The UNC School of Medicine lab of Bryan L. Roth, MD, PhD, solved the high-resolution, complex structures of drug-like compounds bound to designer brain cell receptors, paving the way for the creation of next-generation chemogenetic tools. Postdoc Shicheng Zhang, PhD, led this research published in Nature.

Understanding of how neuronal activity modulates brain function is a key first step towards creating more effective drugs to treat a variety of neuropsychiatric illnesses, including depression, anxiety, schizophrenia, substance abuse, epilepsy, and others.
To both manipulate and understand this basic feature of neuronal biology, the lab of Bryan L. Roth, MD, PhD, the Michael Hooker Distinguished Professor of Pharmacology at the UNC School of Medicine, created a chemogenetic technology called DREADD – designer receptors exclusively activated by designer drugs – in the mid-2000s.
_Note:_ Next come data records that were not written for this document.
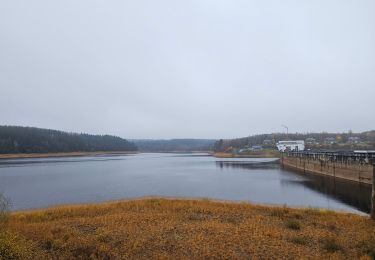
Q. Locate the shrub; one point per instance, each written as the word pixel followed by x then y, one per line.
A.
pixel 330 244
pixel 4 209
pixel 293 224
pixel 299 240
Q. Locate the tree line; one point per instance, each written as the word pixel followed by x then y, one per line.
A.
pixel 174 145
pixel 17 139
pixel 367 140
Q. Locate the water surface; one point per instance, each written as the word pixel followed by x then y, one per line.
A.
pixel 42 182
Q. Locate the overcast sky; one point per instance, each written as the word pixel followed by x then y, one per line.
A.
pixel 200 69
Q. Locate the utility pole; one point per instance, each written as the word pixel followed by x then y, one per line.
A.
pixel 287 130
pixel 373 193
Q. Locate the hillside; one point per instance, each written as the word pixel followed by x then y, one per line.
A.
pixel 17 139
pixel 174 145
pixel 342 141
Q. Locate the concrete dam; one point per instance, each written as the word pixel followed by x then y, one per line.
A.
pixel 357 166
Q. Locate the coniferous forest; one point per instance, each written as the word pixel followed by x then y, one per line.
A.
pixel 17 139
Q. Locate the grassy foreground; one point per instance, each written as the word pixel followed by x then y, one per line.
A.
pixel 185 229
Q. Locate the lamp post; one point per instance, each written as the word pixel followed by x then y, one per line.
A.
pixel 373 193
pixel 287 130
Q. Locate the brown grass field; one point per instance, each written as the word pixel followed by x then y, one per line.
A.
pixel 185 229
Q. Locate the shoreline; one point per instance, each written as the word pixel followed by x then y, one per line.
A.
pixel 186 228
pixel 173 198
pixel 255 155
pixel 63 154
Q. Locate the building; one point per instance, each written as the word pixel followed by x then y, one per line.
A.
pixel 330 140
pixel 267 142
pixel 256 148
pixel 310 140
pixel 354 140
pixel 284 146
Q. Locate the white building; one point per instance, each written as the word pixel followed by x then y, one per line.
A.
pixel 298 145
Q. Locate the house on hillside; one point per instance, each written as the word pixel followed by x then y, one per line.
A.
pixel 354 140
pixel 330 140
pixel 310 140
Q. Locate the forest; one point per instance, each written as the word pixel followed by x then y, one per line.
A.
pixel 17 139
pixel 174 145
pixel 337 140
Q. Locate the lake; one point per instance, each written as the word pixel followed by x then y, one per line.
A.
pixel 43 182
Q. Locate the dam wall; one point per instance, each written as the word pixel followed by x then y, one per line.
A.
pixel 351 167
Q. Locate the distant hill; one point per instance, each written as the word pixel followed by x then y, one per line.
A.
pixel 174 145
pixel 341 141
pixel 17 139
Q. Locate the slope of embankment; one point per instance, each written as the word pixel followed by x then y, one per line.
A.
pixel 186 229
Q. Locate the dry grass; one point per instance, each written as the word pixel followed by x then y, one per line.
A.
pixel 185 229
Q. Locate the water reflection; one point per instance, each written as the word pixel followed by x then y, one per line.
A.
pixel 248 165
pixel 351 193
pixel 354 194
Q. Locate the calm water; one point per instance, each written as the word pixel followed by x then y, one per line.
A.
pixel 34 183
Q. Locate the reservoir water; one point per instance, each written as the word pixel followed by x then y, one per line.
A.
pixel 43 182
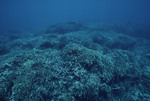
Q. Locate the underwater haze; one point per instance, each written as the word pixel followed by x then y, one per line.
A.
pixel 74 50
pixel 39 13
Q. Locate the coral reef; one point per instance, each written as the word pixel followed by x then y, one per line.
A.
pixel 75 62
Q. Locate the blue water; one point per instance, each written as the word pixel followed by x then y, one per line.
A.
pixel 74 50
pixel 36 14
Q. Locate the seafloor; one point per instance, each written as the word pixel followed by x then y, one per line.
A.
pixel 76 62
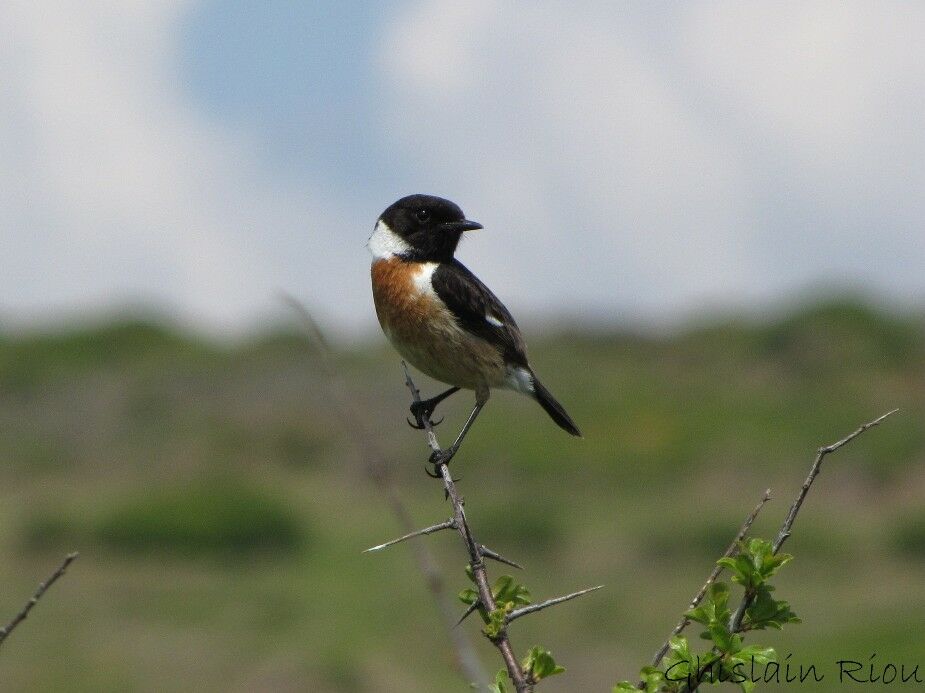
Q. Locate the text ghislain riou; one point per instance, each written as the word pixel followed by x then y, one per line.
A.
pixel 874 670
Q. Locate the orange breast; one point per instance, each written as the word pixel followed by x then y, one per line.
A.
pixel 400 305
pixel 426 333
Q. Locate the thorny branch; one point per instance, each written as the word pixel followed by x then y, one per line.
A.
pixel 374 460
pixel 731 551
pixel 501 641
pixel 42 588
pixel 735 621
pixel 523 681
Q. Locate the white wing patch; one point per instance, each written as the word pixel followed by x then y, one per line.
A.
pixel 519 379
pixel 385 243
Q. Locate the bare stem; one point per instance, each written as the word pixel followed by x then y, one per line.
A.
pixel 374 460
pixel 735 621
pixel 43 587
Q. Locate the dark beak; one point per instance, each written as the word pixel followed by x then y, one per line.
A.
pixel 464 225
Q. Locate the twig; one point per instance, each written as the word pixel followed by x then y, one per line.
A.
pixel 731 551
pixel 374 461
pixel 735 621
pixel 501 641
pixel 43 587
pixel 533 608
pixel 814 470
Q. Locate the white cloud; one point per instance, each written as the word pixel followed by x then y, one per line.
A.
pixel 113 189
pixel 655 159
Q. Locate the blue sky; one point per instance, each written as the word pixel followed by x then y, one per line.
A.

Even though this technology is used ubiquitously in the neurosciences, why the technology was so efficient was unknown.
Now, as reported in the journal Nature, the Roth lab led by postdoctoral researcher Shicheng Zhang, PhD, used cryogenic electron microscopy to determine the detailed, high resolution structures of four DREADDs bound to three drug-like but inert compounds.

This work, made possible through the UNC CryoEM Core Facility, reveals key details of DREADDs that should accelerate the structure-guided discovery of next-generation chemogenetic tools.
“Although DREADDs are widely used, the precise molecular basis for why they are so useful has been obscure until now,” Zhang said. “We think these structures will help scientists around the world, including here at UNC-Chapel Hill, investigate the development of more effective and safer therapeutics for a host of neuropsychiatric conditions.”
Shicheng Zhang is the lead author of the paper. Other authors are senior author Bryan Roth, Ryan Gumpper, X-P Huang, Yongfeng Liu, Brian Krumm and Can Cao and former TarHeel Jonathan Fay from the University of Maryland School of Medicine.